Der Misteltee und seine Wirkung
Die Naturheilkunde setzt Misteltee zur Regulierung von Blutdruck und Kreislauf ein. Der Tee besitzt auch blutstillende Eigenschaften, die bei starken Regelblutungen helfen. Auch Wechselbeschwerden wie Herzklopfen, Schwindel, Schweißausbrüche oder Beklemmungsgefühle lassen sich damit behandeln.
Die mittelalterliche Äbtissin Hildegard von Bingen kurierte mit der Birnbaummistel Brust- und Lungenleiden. Misteltee aus Blättern und Zweigen, auch Mistelkraut (Visci alba) genannt, wird als Kaltauszug hergestellt, weil die Pflanzengifte sich in kaltem Wasser nicht auflösen.
Gut zu wissen
Misteln sind giftig, allerdings je nach ihrer Wirtspflanze unterschiedlich stark. Die, die auf Ahorn- oder Linden Ästen wachsen, sind am giftigsten, die auf Apfelbäumen am wenigsten.
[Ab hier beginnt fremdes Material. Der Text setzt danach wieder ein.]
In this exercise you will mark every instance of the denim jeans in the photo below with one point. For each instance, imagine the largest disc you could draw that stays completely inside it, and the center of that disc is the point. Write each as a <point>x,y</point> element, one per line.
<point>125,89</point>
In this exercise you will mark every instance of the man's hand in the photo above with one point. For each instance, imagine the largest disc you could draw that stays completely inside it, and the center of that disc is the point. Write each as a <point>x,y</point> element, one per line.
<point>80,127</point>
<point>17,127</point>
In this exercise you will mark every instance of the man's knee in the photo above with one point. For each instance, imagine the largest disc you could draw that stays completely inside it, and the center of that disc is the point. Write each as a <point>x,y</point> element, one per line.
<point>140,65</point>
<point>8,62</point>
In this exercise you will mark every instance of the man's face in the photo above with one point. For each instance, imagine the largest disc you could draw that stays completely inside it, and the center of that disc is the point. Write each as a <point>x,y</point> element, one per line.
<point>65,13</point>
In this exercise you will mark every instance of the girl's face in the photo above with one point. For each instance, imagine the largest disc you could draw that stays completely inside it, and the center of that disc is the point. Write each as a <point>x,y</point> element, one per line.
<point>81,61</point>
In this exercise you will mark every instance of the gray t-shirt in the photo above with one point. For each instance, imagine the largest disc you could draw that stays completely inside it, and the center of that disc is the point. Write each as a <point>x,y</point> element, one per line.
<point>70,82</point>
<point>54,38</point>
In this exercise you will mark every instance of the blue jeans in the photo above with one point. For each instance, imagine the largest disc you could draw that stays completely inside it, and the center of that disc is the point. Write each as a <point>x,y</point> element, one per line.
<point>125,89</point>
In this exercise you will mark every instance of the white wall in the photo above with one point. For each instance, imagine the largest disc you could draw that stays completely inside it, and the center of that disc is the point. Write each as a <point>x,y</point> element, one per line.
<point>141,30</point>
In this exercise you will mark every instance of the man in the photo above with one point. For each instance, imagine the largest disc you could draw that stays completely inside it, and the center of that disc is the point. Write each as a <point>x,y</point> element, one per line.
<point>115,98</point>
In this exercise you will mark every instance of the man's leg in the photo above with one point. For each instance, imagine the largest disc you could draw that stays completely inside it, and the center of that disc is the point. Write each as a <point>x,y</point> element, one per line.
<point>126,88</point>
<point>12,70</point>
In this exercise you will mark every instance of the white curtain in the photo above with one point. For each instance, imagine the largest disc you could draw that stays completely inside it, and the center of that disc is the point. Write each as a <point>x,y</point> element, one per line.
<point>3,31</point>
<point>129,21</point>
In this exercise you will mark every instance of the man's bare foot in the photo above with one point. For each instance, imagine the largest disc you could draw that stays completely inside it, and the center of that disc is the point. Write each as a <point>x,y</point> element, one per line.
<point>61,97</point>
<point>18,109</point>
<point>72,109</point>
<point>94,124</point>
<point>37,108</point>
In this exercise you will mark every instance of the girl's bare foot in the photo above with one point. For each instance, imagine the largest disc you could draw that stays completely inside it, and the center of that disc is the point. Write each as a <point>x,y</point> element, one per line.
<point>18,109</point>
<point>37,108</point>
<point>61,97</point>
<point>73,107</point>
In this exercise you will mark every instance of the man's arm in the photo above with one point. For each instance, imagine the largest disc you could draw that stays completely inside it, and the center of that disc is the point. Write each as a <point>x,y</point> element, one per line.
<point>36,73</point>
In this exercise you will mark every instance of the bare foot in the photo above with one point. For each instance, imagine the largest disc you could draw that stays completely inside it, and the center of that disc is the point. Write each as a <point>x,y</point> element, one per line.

Von der heimischen Weißbeerigen Mistel (Viscum album) gibt es einige Unterarten, die jeweils in Verbindung mit ganz bestimmten Wirtspflanzen stehen: Man unterscheidet die Laubholzmistel (V. album subsp. album), die vor allem auf Pappeln, Weiden, Linden, Apfelbäumen, Robinien, Birken, Ahornen oder Eichen wächst, die Föhren- oder Kiefernmistel (V. album subsp. austriacum) und die Tannenmistel (V. album subsp. abietis), die auf Weißtannen schmarotzt.
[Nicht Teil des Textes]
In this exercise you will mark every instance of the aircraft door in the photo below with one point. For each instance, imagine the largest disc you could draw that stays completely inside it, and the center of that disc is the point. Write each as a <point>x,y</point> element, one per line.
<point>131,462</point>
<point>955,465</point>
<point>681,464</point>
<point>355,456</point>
Als Halbschmarotzer werden Misteln bezeichnet, weil sie zwar eine Wirtspflanze brauchen, allerdings eigenes Blattgrün besitzen und daher zur Fotosynthese fähig sind.
Es wird vermutet, dass jene Misteln, die Kelten und Germanen so verehrten, weniger die Weißbeerigen Misteln waren, sondern vor allem Eichenmisteln (Loranthus europaeus). Diese gehören zu einer anderen Pflanzenfamilie und wachsen ausschließlich auf Eichen, während unsere heimischen Misteln auf Eichen nur sehr selten vorkommen.